社会学入門―人間と社会の未来 (岩波新書)

社会学入門―人間と社会の未来 (岩波新書)

この本、社会学を全く知らない初学者が読んではダメです。はっきり言うと、中上級者向きだと思う。具体的に言うと、例えば「短歌」や「流行歌」、「旅行体験」から社会のあり方の推移を読み解くなんていうのは、見田先生ほどの方の「名人芸」であって、素人が真似してはダメです(笑)。
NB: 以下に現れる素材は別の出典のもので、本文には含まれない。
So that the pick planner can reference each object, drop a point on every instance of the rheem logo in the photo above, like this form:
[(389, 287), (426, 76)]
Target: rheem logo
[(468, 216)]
さて、僕は十数年前、大学一年生の時、見田先生の「社会学」を履修していたが、その時の先生の講義は、人数の多いマスプロであったこともあって、熱心に出席したとは言えない。あと、正直言って見田先生の話が「判りづらい」というのも理由だった。これは僕の方に「社会学とは、理論でもって世の中の事象をサクサクぶった切っていくものだ」という「思いこみ」(そう、まさに思いこみだ)があって、そのような使い勝手のよい道具としての理論の説明よりは、具体的な事例を挙げて考えさせる見田先生のスタイルが、未熟な僕にはよく理解できなかったのだ(本書の中では、第2章の内容を記憶している。その時買った柳田国男の『明治大正史 世相篇 新装版 (講談社学術文庫)』はまだ僕の書架にある)。
でも、その後多少勉強した甲斐があってか、今なら見田先生が僕たちに何を伝えたかったのかが、おぼろげに判ったような気がした。この本は、僕のような人間にとっては、当時の見田先生の「肉声」を思い出させるよすがとなった。